De raadsman van de verdachte heeft ter terechtzitting aangevoerd dat er sprake is van een overschrijding van de redelijke termijn in de appelfase van meer dan zes maanden, kennelijk met de bedoeling dat dit tot strafmatiging zou moeten leiden.3.Weliswaar is dit verweer in de pleitaantekeningen in telegramstijl opgenomen en ook in het proces-verbaal van de zitting maar summier weergegeven. Het bevat mijns inziens wel zoveel aanknopingspunten over de overschrijding van de redelijke termijn, namelijk dat dit met meer dan zes maanden is geschied, dat het hof hierop had moeten reageren.4.Nu het hof dit heeft nagelaten slaagt deze deelklacht.
Toepassing art. 63 Sr
3.5.
Voor zover het middel klaagt dat het hof art. 63 Sr ten onrechte niet heeft toegepast mist het feitelijke grondslag omdat het vonnis in eerste aanleg dit artikel onder de toepasselijke wettelijke voorschriften heeft aangehaald en het hof dit vonnis (met aanvulling van de bewijsmiddelen) heeft bevestigd.
3.6.
De tweede deelklacht faalt.
Vervangende hechtenis in plaats van gijzeling bij maatregel ex art. 36f Sr
3.7.
Ten slotte wordt in de toelichting op het middel opgemerkt dat het hof in het arrest geen aandacht heeft besteed aan de ambtshalve omzetting van de vervangende hechtenis in gijzeling van gelijk duur voor de in eerste aanleg toegewezen schadevergoedingsmaatregelen.
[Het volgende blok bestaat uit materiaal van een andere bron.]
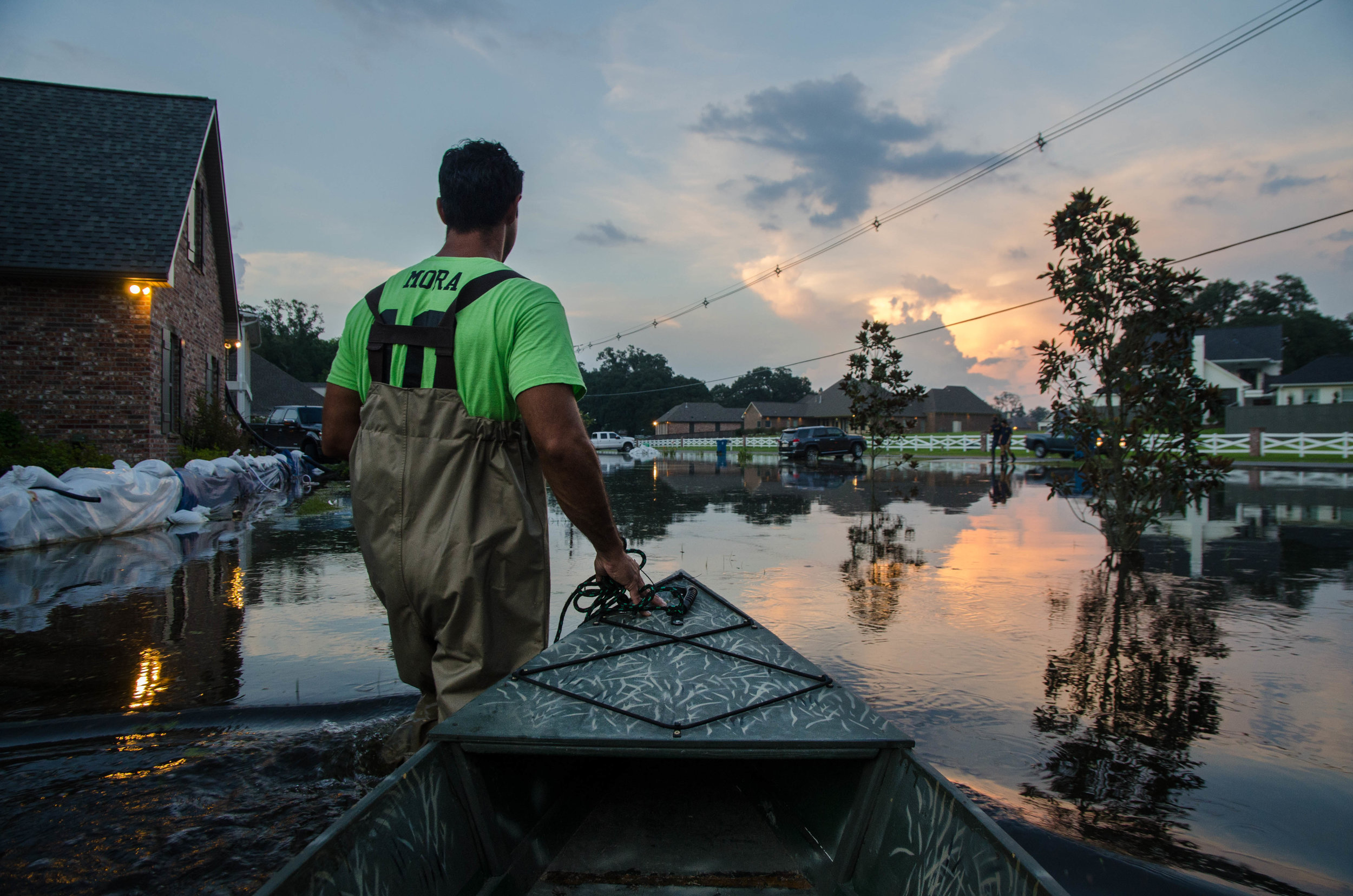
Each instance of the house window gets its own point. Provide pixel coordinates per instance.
(196, 222)
(171, 382)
Voor zover de steller van het middel daarmee heeft bedoeld te klagen over dit verzuim is deze deelklacht gelet op HR 26 mei 2020, ECLI:NL:HR:2020:914, terecht voorgesteld.
3.8.
De derde deelklacht slaagt.
4. Conclusie
4.1.
Het middel slaagt ten dele.
4.2.
Ambtshalve heb ik geen gronden aangetroffen die tot vernietiging van de bestreden uitspraak aanleiding behoren te geven.
4.3.
Deze conclusie strekt tot vernietiging van het bestreden arrest echter uitsluitend wat betreft de strafoplegging; tot terugwijzing naar het gerechtshof Arnhem-Leeuwarden teneinde de zaak in zoverre op het bestaande hoger beroep opnieuw te berechten en af te doen.
De Procureur-Generaal
bij de Hoge Raad der Nederlanden
AG
Voetnoten
Voetnoten Conclusie 23‑11‑2021
HR 17 juni 2008, ECLI:NL:HR:2008:BD2578, NJ 2008/358 (rov. 3.8), m.nt. Mevis.
Vgl. HR 27 januari 2015, ECLI:NL:HR:2015:138RvdW 2015/248.
Te summier was het beroep in HR 20 maart 2012, ECLI:NL:HR:2012:BV9347, NJ 2012/254, m.nt. Mevis. In die zaak was van de zijde van de verdediging slechts betoogd dat bij de strafoplegging rekening dient te worden gehouden met overschrijding van de redelijke termijn. De Hoge Raad oordeelde dat het hof het betoog niet had hoeven opvatten als een uitdrukkelijk onderbouwd strandpunt in de zin van art. 359, tweede lid, tweede volzin, Sv, aangezien niet was aangevoerd op welke gronden de redelijke termijn als overschreden moet worden beschouwd.